A biological/chemical detector is disclosed that is capable of manipulating liquids, such as reagent droplets, without relying on microchannels. In a first embodiment, fluid flow is passed through the detector, thus causing particles wholly or partially containing an illustrative chemical compound or biological species to be collected on the tips of nanostructures in the detector. A droplet of liquid is moved across the tips of the nanostructures, thus absorbing the particles into the liquid. The droplet is caused to penetrate the nanostructures in a desired location, thus causing the chemical compound or biological species in said liquid droplet to come into contact with, for example, a reagent. In another embodiment, a fluid flow is passed through the nanostructured surfaces of the detector such that the chemical compound and/or biological species are deposited between the nanoposts of a desired pixel. A droplet of liquid is moved across the surface to that desired pixel and is caused to penetrate the nanostructures of the pixel, thus contacting a reagent.

Description

FIELD OF THE INVENTION

The present invention relates generally to biological/chemical detectors and, more particularly, to dynamically controllable integrated biological/chemical detectors having nanostructured surfaces.

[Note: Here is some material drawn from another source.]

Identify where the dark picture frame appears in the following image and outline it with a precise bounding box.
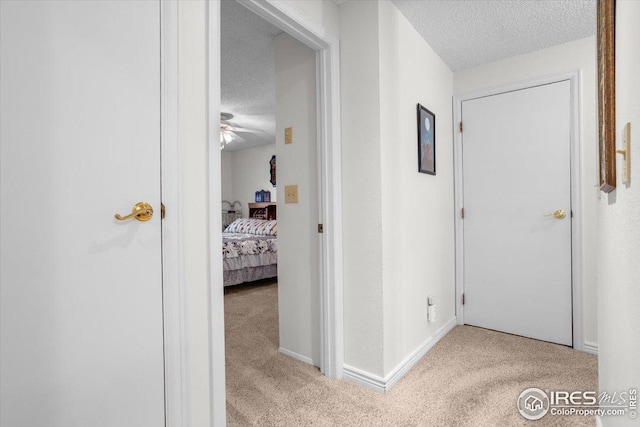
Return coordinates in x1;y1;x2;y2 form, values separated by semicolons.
269;154;276;187
417;104;436;175
597;0;616;193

BACKGROUND OF THE INVENTION

Biological and chemical detector technology has become ever more important over the last several years and, as a result, has been undergoing dramatic growth. This growth is primarily fueled by the need for fast, highly sensitive and highly specific detector systems that would reduce false alarm rates and increase the ability to detect and identify chemical and biological species, such as chemical and biological warfare agents, in a wide range of environments. Currently, the majority of commercially-available chemical and biological agent detection systems rely on separate components or devices for sample collection, separation, and analysis. Thus, operation of such systems often requires multiple manual steps to accomplish, for example, sample preparation and loading, tag and assay handling, fluids recharging, results characterization, etc. None of the commercially available traditional chemical/biological detection systems provides a truly portable integrated unit capable of fully automated detection of multiple chemical or biological agents in a wide range of environments.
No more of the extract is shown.